尖沙咀(Tsim Sha Tsui)にある香港最大のショッピングモールである海港城(Harbour City)を運営する九龍倉集団(The Wharf Holdings)は、最南端にある海運大廈(Ocean Terminal)を増築して新たなエリアを完成させ、10月25日、メディアに公開する。屋上部分に設置した、ビクトリアハーバーを270度見渡せる展望台を目玉に10月末に正式にオープンする予定だ。九龍倉ではこれにより人の流入が5~10%増加すると見込んでいる。
海運大廈は1966年3月に開業した。ふ頭とショッピングモールが合わさった世界で初めての施設で、アジアで初めてのアメリカンスタイルのショッピングモールとしてもにぎわった。大型の駐車場を備えるため、海港城や尖沙咀地区に車で買い物に来る人にはなじみ深い。海運大廈はマルコポーロ・ホテルが入居し、現在オクトーバーフェストもここの駐車場の一角を使って行われている。オープン時は駐車場だけでも2フロア、700台収容できる施設で、紅●(Hung Hom)を通過する海底随道(Cross Harbour Tunnel)が開通した1972年より6年も前だったため、スターフェリーを使って香港島に通勤する人たちの人気を呼び、初日から駐車スペースの4分の3が埋まったという記録もある。
今回の増築は5フロア、10万平方フィートの大きさで5年歳月をかけて建設された。増築部分は海に突き出ていることから3面をガラス張りにして海の景色を味わえるように設計。増築部分には14店がオープンするが、そのうち11店がレストランで、ほとんどがシービューとなる。モールオープン直後に開業するレストランは4店のみで、順次、工事が終わり次第オープンしていく予定だ。地下には停泊する客船のロビー、チェックインカウンターと出入境の施設が併設されている。
香港市民や観光客が喜ぶと予想されるスポットは、270度、ビクトリアハーバーの景色が無料で眺められる屋上にある展望台。展望台の広さは6500平方フィートあり、さらに200人分ほど収容できる小高い場所を設置。ここから景色を楽しめるほか、ちょっとしたパフォーマンス用の舞台としても機能する。展望台の一部には天然芝を張り自然を感じられるようにした。
これまで一部の香港市民には中港城(China Hong Kong City)で見られる夕焼けが人気だったが、今後はこの展望台からの夕焼けに人気が集まることが予想され、シンフォニー・オブ・ライツなども観賞できる、新しい観光スポットやデートスポットとして人気を集める事は間違いなさそうだ。
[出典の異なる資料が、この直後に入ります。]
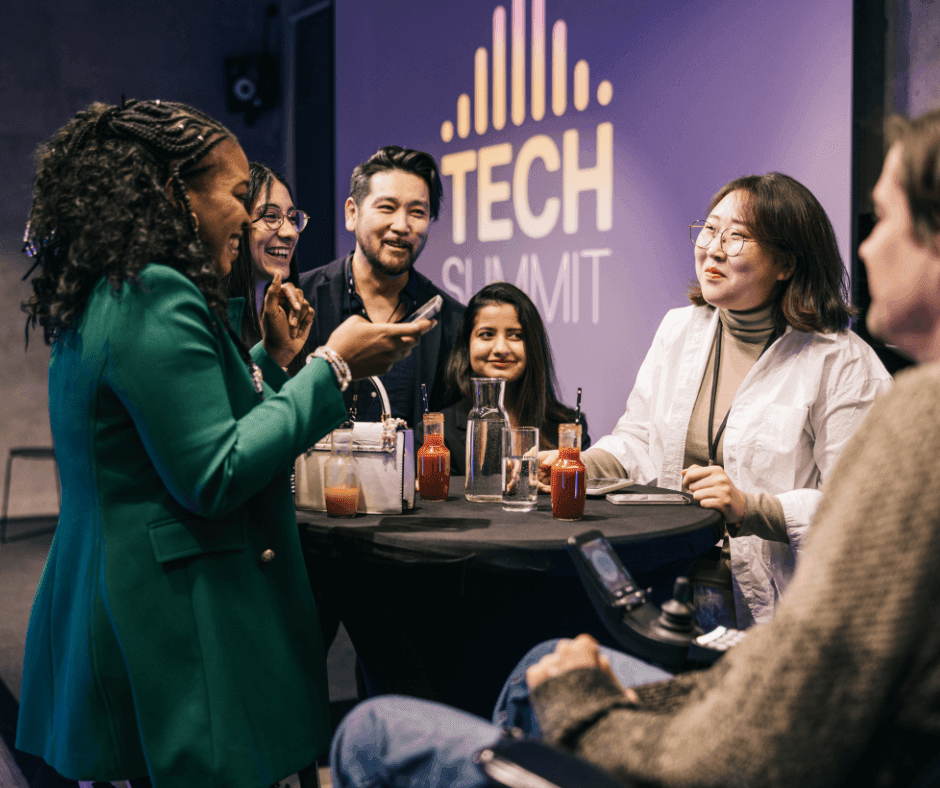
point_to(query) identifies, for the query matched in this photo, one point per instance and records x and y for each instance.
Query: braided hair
(100, 206)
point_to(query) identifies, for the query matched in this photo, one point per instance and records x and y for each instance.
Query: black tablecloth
(443, 601)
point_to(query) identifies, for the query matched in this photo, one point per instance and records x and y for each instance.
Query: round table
(443, 601)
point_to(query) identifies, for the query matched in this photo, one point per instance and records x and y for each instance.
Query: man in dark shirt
(393, 198)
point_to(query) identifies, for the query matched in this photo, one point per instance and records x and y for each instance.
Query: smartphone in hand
(428, 311)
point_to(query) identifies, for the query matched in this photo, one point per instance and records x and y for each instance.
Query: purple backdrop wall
(586, 202)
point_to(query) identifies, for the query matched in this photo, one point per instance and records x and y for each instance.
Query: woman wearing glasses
(267, 247)
(747, 398)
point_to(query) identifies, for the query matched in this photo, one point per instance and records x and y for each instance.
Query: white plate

海港城にはモール全体で300を超える化粧品などのビューティーブランドと70のレストランがあるが、その一部の店では今回のオープンを記念してスペシャルプロモーションを期間限定で行う。ジバンシーはリップのメークサービスと3種類の口紅のサンプルを提供するほか、Avedaでは15分間の頭皮を刺激して目を覚ましてくれる特別なサービスを無料で行う。レストランでは、BLT Steak、Jamie’s Italian、niji bistroなど多くのレストランが特別なセットメニューを提供する。
増築部分の開放時間は7時~24時。正式オープンは10月末を予定。